Diesen Vertrauensvorschuss drohen einige Fintechs gerade zu verspielen. Denn ob und in welchem Maße Vertrauen entsteht, wird vor allem durch die Selbstdarstellung von Unternehmen beeinflusst. Deswegen nimmt die Unternehmenskommunikation eine zentrale Rolle beim Aufbau von Vertrauen und Glaubwürdigkeit ein.
Wer in der Krise plötzlich verstummt, vorher keine gute Kommunikation aufgebaut hat oder gar die fest angestellten Kommunikationskollegen vor die Tür setzt, provoziert Probleme.
Wie müssen Fintechs ihre Kommunikation aufstellen, bevor die Krise kommt?
1. Stellenwert, Funktion und Lebenszyklen von Kommunikation verstehen:
Wer denkt, Kommunikation sei lediglich „nice to have“ und nur dann nützlich, wenn Erfolgsmeldungen zum zweimillionsten Kunden verbreitet werden sollen, der hat nicht verstanden, wie professionelle Kommunikation funktioniert. Strategische Kommunikation ist ein Marathon, kein Sprint.
2. Kommunikationsrollen mit Top-Personal besetzen:
Egal, ob externe oder interne Kommunikation, unsere Branche verlangt nach so viel Fachwissen und Fingerspitzengefühl, dass auf allen Schlüsselrollen erfahrene Top-Leute sitzen müssen. Kommunikation ist kein Werkstudentenjob und es ist ohnehin schwer, gute Leute für unsere Branche zu finden. Die meisten Kommunikationsprofis finden Fintech-Themen einfach nicht sexy.
3. Modernes Kommunikations-Setup schaffen:
Wir leben nicht mehr in der analogen Welt. Obwohl Fintechs Vorreiter in Sachen Innovation und Technologie sind, basiert die externe Kommunikation erstaunlich oft auf Pressemitteilungen und Presseverteilern. Stattdessen sollten Fintechs ihre Botschaften auf die Vielfalt von Kanälen und Zielgruppen zuschneiden und einen 360-Grad-Ansatz verfolgen, der eigene und fremde Kanäle miteinander verzahnt.
4. Professionelle CEO-Kommunikation betreiben:
Laut Edelman Trust Barometer erwarten 70 % der Deutschen, dass CEOs öffentliche Diskussionen zu Wirtschaftsthemen mitgestalten. Die Mehrheit möchte auch, dass sich CEOs zu gesellschaftlichen Herausforderungen wie Technologie und Automatisierung äußern. Fintech-CEOs sollten sich ihre Vorreiterrolle bei diesen Themen zunutze machen und mit ihrem Expertenwissen und ihren Standpunkten sichtbar werden.
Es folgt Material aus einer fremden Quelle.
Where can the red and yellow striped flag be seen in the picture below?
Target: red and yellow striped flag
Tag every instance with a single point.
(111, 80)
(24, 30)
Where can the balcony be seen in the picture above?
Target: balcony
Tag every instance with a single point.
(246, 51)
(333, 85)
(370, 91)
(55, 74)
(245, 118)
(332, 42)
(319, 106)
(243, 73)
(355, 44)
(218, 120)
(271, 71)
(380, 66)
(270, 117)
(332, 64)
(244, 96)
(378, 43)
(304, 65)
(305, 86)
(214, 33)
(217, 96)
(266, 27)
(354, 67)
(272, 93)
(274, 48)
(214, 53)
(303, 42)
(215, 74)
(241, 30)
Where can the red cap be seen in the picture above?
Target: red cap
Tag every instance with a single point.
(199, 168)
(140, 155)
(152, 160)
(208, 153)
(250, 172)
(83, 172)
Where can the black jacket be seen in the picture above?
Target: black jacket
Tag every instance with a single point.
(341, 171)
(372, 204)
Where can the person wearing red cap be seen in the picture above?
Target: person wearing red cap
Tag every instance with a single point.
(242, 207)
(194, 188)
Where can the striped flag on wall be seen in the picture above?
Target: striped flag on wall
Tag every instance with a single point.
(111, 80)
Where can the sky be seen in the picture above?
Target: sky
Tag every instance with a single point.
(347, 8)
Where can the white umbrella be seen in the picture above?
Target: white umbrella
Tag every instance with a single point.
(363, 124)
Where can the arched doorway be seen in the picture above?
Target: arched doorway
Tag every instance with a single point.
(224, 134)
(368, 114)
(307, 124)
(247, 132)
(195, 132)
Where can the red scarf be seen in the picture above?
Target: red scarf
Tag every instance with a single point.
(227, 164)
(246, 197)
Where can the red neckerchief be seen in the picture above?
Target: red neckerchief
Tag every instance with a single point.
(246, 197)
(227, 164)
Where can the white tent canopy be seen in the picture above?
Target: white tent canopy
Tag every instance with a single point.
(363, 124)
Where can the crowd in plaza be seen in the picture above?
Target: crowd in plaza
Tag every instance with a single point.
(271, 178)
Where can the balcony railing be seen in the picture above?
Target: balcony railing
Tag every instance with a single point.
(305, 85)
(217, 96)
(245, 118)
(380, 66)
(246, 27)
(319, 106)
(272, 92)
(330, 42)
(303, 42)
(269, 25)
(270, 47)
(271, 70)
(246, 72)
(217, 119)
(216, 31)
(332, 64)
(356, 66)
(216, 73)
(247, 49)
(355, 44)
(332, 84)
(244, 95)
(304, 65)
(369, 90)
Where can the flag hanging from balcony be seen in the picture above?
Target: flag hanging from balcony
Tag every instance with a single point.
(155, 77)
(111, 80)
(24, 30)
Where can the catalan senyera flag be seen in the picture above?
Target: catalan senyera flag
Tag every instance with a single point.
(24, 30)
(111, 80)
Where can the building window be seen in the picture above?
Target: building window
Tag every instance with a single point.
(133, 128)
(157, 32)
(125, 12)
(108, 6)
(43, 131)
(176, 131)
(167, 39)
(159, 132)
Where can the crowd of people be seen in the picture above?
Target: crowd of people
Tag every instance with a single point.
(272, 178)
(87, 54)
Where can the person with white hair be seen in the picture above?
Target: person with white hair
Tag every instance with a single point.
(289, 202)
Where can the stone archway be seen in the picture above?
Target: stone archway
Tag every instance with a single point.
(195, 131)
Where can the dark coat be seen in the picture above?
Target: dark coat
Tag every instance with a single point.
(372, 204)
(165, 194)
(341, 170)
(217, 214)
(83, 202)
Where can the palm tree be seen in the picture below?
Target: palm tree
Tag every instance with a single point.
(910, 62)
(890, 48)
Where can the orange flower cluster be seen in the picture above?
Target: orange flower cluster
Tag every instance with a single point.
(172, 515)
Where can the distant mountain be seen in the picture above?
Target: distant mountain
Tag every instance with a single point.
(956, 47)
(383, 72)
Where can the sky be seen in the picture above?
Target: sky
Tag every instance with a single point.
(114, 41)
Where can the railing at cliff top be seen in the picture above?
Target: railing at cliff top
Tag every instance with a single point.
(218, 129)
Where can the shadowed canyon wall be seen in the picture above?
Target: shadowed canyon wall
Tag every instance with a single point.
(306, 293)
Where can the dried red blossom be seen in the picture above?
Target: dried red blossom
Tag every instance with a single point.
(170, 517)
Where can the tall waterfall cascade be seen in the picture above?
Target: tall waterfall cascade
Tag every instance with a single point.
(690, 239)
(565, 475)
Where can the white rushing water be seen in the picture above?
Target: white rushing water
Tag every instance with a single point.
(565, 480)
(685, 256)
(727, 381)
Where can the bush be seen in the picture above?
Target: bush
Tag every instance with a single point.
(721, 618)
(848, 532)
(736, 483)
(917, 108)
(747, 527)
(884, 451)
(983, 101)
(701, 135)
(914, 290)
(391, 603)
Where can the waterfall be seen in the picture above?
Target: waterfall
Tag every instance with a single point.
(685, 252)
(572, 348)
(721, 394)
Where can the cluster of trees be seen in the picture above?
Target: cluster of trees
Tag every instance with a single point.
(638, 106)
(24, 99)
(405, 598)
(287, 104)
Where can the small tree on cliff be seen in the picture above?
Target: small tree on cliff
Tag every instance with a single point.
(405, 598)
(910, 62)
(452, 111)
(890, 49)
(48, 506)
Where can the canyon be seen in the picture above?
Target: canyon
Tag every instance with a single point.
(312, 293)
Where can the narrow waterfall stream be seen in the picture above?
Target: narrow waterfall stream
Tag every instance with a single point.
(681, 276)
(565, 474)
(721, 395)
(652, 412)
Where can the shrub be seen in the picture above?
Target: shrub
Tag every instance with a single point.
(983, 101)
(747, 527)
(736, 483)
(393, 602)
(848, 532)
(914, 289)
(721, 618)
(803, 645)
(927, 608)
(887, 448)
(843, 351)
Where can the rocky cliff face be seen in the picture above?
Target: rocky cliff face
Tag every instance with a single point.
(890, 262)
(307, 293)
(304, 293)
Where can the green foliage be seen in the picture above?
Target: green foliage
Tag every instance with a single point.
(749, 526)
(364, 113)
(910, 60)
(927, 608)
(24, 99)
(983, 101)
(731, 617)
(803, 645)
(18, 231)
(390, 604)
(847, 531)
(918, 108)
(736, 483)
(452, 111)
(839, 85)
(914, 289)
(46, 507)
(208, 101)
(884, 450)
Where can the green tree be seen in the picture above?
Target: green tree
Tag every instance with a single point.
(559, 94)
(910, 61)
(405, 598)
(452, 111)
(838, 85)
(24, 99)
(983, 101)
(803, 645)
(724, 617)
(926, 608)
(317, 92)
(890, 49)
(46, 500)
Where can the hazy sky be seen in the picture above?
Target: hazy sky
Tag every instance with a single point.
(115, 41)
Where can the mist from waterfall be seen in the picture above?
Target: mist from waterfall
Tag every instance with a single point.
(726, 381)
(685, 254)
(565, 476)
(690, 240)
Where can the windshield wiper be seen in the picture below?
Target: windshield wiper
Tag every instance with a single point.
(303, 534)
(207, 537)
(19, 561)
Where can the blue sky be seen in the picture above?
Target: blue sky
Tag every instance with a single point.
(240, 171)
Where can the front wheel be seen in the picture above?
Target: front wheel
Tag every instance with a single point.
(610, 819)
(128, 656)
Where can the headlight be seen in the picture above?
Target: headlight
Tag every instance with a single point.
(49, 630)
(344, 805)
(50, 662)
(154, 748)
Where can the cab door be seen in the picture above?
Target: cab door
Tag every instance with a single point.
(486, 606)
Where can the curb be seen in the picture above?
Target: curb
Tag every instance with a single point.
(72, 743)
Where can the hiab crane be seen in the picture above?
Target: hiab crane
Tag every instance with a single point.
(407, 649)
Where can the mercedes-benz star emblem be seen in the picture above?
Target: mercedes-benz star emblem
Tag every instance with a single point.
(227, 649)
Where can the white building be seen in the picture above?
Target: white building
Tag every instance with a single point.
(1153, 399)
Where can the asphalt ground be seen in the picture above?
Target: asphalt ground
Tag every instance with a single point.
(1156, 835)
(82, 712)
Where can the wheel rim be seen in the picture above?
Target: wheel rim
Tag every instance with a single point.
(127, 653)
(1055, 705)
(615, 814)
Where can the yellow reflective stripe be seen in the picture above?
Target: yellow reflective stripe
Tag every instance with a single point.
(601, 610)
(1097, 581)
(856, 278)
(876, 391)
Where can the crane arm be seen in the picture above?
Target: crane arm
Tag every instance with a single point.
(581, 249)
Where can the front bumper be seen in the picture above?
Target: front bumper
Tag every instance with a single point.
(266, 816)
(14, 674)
Sie sind die wichtigste Klammer für Kunden, Mitarbeiter und Gesellschaft und vermitteln über ihre Kommunikation Vertrauen und Kontinuität.
5. Standpunkte schärfen und vertreten:
66 Prozent der Verbraucher ist es wichtig, dass die von ihnen genutzten Marken zu sozialen und politischen Fragen öffentlich Stellung beziehen und 68 % der Mitarbeiter denken darüber nach, zu einem Unternehmen zu wechseln, das in sozialen und kulturellen Fragen eine deutliche Position bezieht.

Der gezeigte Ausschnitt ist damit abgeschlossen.